Una generazione in pericolo tra smarrimento, paura e rabbia

La senatrice Vanna Iori (nel privato docente ordinaria di Pedagogia all’Università Cattolica di Milano) ha riferito del grido d’allarme dei neuropsichiatri infantili torinesi (ne ha parlato La Stampa), secondo cui nel reparto di neuropsichiatria infantile dell’ospedale Regina Margherita di Torino i ricoveri per tentato suicidio di ragazzi tra i 10 e i 17 anni sono passati da 7 nel 2009 a 35 nel 2020. Nello stesso periodo l’“ideazione suicidaria”, e cioè il pensare, considerare o pianificare il suicidio, è passata dal 10% all’80%.

La prof. Iori, su episodi inquietanti su ansie, depressione, confusione emotiva dei ragazzi, evidenzia come il comportamento suicidario o violento è influenzato da più fattori: dalla presenza di disturbi psicologici, dalla storia familiare, da elementi ambientali, dall’uso di droghe e oggi, purtroppo, da altri fattori di rischio derivanti dai tempi del Covid.

Secondo la Iori vi è mancanza di relazioni e di legami, oltre a un diffuso analfabetismo emotivo, frutto dell’interazione con l’ambiente familiare, scolastico e sociale, vacillante tra mille paure e insicurezze esistenziali. C’è anche una aspettativa da parte dei genitori e della società che sembra giudicare i ragazzi in base al successo, scolastico o sportivo; una pressione che conduce alla paura di non essere in grado di soddisfare le aspettative e a cercare altre forme di affermazione di sé.

Tutti questi elementi, oggi acuiti dall’emergenza Covid-19, hanno creato un ulteriore vuoto nelle relazioni; hanno determinato la mancanza degli abituali punti di riferimento, a partire dalla scuola; hanno ulteriormente indebolito il  sistema delle regole; hanno prodotto la chiusura dentro i mondi virtuali che tanto possono fare male se non mediati o utilizzati in modo consapevole.

Una situazione di disagio che va al di là della chiusura forzata e della mancanza della vita di classe e che si innesta in una fase della vita dove ancora non si ha un’emotività “strutturata”; per questo è assai complesso provare a dare risposte alle domande sulla vita, e diventa sempre più evidente l’incapacità di comprendere la portata delle proprie azioni e di proiettarsi verso il domani, consapevoli delle conseguenze dei propri gesti.
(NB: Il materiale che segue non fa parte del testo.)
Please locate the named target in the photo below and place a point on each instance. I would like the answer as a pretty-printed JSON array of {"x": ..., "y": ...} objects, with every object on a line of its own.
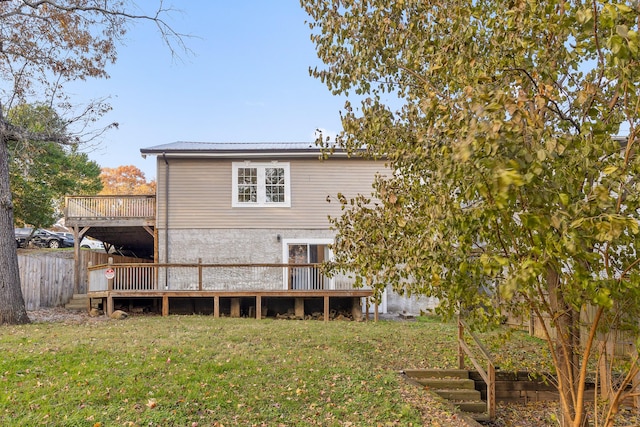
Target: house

Da qui deriva la difficoltà nel costruire e dare senso al futuro o a riempire la normalità di significato che non deve coincidere con la competizione, il consumo, la frenesia della vita quotidiana, l’eccesso del fare, l’incapacità di riflettere e la consapevolezza che per ogni azione c’è una reazione.

Su questo – osserva la Iori – dobbiamo interrogarci, come educatori, come genitori, come insegnanti, come adulti per capire se il nuovo modello di vita imposto ai nostri ragazzi, nella maggior parte dei casi, ricco di opportunità, attività, incontri, nuove tecnologie, aspettative frenetiche, sia il migliore per garantire il loro benessere psicofisico e una crescita realmente equilibrata. Occorre capire quanto il virus abbia acuito il senso di precarietà su equilibri già fragili.